WakeBrothers’ main attempt to create conflict is sibling rivalry. Bob and Phil, apparently, despite spending all their time together and agreeing to do the show together and having what seems like a very functional sibling relationship, are “competitive.” The hangers-on in their lives encourage them to act out on these half-expressed rivalrous impulses, perhaps out of a desperate need to make something happen on the show. Promos for the show play up their rivalry, but it’s obvious the entire time that the stakes are in fact very low. There is no actual conflict to be played up here, and all the foreshadowing in the world won’t make it compelling. If anything, future episodes seem to be mocking the idea of sibling rivalry as much as it’s milking it for plot: In a promo, the brothers make a joke about getting married and then go to couples’ counseling to resolve their cohabitation disagreements. Also promised for the rest of the season: a llama, pepper spray, and a trip to New York.

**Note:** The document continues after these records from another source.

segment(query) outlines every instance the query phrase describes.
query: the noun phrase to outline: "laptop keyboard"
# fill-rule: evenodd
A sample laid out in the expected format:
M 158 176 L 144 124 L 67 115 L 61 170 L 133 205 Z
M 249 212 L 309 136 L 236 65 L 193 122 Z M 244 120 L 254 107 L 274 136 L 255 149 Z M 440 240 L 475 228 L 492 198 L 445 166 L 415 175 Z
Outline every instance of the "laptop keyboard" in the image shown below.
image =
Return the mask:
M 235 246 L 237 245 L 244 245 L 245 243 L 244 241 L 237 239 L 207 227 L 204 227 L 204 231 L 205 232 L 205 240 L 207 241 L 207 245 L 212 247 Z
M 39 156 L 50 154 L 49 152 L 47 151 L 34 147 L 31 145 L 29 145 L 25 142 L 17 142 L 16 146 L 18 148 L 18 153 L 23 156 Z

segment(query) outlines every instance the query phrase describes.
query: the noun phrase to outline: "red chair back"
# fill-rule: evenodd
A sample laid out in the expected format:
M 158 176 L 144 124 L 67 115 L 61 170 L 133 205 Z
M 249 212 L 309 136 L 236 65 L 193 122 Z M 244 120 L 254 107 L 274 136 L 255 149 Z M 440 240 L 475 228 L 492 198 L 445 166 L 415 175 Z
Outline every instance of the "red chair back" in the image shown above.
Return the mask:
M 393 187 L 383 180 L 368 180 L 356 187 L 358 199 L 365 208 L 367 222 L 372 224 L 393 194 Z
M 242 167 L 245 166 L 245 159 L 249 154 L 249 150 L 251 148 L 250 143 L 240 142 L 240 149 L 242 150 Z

So, they’re really desperate.

In a way, the complete meaninglessness of WakeBrothers reminds me of the lost, dissipate drinkers populating Paris in Ernest Hemingway’s literature. The nothingness is the same, eerily present in each scene, like the true protagonist of the story. How will our heroes of this lost generation best amuse themselves, staring out into the abyss, confronted by only endless money, leisure, and the poesy of unsquandered youth? Will it be in the fruitful pursuit of their passions, in the face of almost certain existential oblivion? Will it be in the service of a greater cause, despite the corruption of the bureaucratic system? Or will it be idle sport, meandering from lawn to lawn, from affair to affair, from ice cream carton to pizza box, searching for the next awesome thing?